The procedure was applied to 480 target classes that consist of few or no inactive compounds which produce an active-inactive ratio smaller than 1:100. This process sampled approximately 11 million additional inactives for the required targets. For situations with targets with very high numbers of inactive compounds, undersampling was performed through the randomised removal of instances from the inactive class to accomplish the desired ratio. The complete data set of 206,559,765 ligand-target pairs from both the active and inactive classes is available for use as a benchmark data set (see Additional file 1).

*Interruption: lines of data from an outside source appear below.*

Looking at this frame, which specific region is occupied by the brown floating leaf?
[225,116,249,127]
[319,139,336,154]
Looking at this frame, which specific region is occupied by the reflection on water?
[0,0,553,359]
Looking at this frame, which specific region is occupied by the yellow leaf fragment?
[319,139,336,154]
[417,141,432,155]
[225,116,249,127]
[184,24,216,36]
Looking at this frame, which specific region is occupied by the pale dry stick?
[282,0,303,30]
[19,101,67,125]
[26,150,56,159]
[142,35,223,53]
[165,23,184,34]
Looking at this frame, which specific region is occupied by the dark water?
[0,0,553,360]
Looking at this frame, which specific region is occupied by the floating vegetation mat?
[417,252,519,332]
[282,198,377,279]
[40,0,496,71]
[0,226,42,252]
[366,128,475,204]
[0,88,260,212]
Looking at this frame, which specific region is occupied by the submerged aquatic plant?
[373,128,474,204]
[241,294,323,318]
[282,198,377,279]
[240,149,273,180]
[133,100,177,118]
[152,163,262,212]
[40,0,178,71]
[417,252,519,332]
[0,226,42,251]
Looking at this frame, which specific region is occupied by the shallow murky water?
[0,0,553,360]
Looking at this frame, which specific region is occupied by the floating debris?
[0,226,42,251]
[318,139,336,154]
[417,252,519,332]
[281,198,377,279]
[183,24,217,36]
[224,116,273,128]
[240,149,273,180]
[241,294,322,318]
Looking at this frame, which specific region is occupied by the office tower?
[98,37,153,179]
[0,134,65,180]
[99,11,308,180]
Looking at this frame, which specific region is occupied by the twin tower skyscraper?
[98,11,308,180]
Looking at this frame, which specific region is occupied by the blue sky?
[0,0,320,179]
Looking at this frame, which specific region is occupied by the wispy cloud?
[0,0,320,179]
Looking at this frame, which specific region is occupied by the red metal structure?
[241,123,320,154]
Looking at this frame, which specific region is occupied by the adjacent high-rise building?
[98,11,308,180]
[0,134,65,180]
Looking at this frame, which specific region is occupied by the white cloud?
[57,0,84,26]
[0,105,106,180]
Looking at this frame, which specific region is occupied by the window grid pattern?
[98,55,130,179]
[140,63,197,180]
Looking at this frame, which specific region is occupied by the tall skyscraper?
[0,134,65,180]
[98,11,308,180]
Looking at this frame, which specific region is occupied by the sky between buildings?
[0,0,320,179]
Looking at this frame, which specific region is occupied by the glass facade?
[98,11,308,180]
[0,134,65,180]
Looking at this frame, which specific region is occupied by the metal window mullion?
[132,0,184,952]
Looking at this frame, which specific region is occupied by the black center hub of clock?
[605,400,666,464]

RDKit  was used to generate hashed ECFP_4 circular Morgan fingerprints  with a 2048 bit length. ECFP fingerprints were selected as they have previously been shown to be successful when attempting to capture relevant molecular information for in silico bioactivity prediction [39, 64].
We have implemented a method for the extraction of inactive compounds from the PubChem repository. The application of a sphere exclusion algorithm enabled the oversampling of additional inactive compounds for targets with insufficient number of inactive compounds.
The realised target prediction protocol has been packaged and available for download at https://github.com/lhm30/PIDGIN.
The results from the internal and external validation of the tool show differing performance between the breadth of models. Recall and precision performance is influenced significantly on the underlying intraclass similarity and the number of compounds for a target. During internal validation, sphere exclusion models perform better in comparison to PubChem inactive classes, due to the dissimilarity requirement between the active compounds and SE inactive compounds.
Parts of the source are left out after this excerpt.